What we need, in other words, are technically trained people - experts in solving fine-tunable administrative problems - to take over our political life. We don't need people with political ideologies, the "great" (big, capacious, comprehensive) types whose "passionate movements" should worry us. Let's not get "stirred" by political disagreements. We've progressed past that now. The real problems (real as opposed to mythic) are so complex and nuanced that their solutions are beyond our knowing. We need experts.

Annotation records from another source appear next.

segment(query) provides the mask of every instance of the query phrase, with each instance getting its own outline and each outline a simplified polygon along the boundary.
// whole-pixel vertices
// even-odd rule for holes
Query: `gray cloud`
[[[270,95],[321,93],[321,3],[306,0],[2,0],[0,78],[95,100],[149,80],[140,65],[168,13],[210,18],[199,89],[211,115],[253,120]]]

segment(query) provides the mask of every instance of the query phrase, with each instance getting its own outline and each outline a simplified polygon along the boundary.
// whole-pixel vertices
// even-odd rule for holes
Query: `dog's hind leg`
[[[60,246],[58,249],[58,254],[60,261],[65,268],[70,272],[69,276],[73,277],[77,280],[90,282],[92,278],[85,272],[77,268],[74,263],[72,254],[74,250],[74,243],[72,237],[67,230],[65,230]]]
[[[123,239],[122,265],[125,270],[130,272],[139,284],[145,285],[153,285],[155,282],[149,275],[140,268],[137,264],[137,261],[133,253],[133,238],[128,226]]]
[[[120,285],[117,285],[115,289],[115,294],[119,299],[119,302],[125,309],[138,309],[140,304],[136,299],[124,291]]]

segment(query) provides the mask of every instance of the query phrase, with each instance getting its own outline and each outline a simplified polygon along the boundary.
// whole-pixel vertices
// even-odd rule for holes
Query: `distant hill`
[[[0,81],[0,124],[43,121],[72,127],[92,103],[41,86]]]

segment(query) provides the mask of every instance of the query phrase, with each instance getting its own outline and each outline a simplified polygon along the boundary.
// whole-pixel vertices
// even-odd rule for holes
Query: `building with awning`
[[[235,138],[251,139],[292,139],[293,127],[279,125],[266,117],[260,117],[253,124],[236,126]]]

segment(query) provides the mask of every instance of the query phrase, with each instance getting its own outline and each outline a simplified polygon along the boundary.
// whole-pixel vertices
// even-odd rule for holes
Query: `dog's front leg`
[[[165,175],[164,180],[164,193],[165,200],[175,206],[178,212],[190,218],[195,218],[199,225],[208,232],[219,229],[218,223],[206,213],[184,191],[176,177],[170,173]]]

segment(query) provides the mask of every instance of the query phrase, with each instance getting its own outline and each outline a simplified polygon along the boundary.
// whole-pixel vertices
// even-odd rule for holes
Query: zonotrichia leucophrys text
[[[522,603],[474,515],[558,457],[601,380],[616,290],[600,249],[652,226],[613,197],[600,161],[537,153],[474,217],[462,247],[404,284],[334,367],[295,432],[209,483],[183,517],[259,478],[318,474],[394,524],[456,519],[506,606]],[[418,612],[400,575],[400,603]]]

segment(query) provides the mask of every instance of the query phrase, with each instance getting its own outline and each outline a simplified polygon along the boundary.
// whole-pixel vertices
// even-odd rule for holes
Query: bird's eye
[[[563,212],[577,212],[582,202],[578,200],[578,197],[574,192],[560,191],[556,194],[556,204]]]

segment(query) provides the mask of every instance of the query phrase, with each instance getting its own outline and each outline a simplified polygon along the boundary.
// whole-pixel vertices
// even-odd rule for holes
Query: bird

I see white-lab-coated, horn-rimmed bespectacled men calibrating our political differences by turning dials on room-sized computers in the basement of the White House. Modern politics circa early 60s.*
This isn't the only time JFK made this point. At the 1962 Yale commencement, he said the following:
Today...the central domestic problems of our time are more subtle and less simple. They do not relate to basic clashes of philosophy and ideology, but to ways and means of recasting common goals--to research for sophisticated solutions to complex and obstinate issues.
What is at stake in our economic decisions today is not some grand warfare of rival ideologies which will sweep the country with passion but the practical management of a modern economy. What we need are not labels and cliche's but more basic discussion of the sophisticated and technical questions involved in keeping a great economic machinery moving ahead.
...[P]olitical beliefs and ideological approaches are irrelevant to the solutions.
...[T]he problems of...the Sixties as opposed to the kinds of problems we faced in the Thirties demand subtle challenges for which technical answers--not political answers--must be provided.
* And oh my, wouldn't the two candidates in the '64 election challenge this view! It's a view that, I'd say, had its heyday in the years between 1957 and 1963.
Ron Silliman, who knew Mario Savio fairly well in Berkeley, tells me that Savio did not seek out his leadership role in the Berkeley Free Speech Movement - that he was shy; that he would rather, finally, have been studying his Philosophy. Anyway, his FSM work certainly distorted his life. He had a history of heart trouble and (since this blog is not official biography, nor history, etc.) let's just speculate that the heroic role and its aftermath shortened his life as well. He died at 53 in 1996.
In my own top ten list of great speeches, somewhere up around 5th is Savio's brilliant, stirring, apparently improvised speech on Dec. 2, 1964, spoken from Sproul Plaza in front of Berkeley's main administration building. I have always been stunned by the aptness of his analogy between the big research university (the way it used to treat its undergrads--and to some degree still does) and the factory machine.
I admired this because Savio is turning around the metaphor Berkeley chancellor Clark Kerr already used to describe postwar higher education: it was, said Kerr proudly and patriotically, a "knowledge factory."
I admired the speech even more when I learned that Savio's father was a machine punch operator.
"There is a time," he said, "when the operation of the machine becomes so odious, makes you so sick at heart, that you can't take part; and you've got to put your bodies upon the gears and upon the wheels, upon the levers, upon all the apparatus and you've got to make it stop. And you've got to indicate to the people who run it, to the people who own it, that unless you're free, the machine will be prevented from working at all."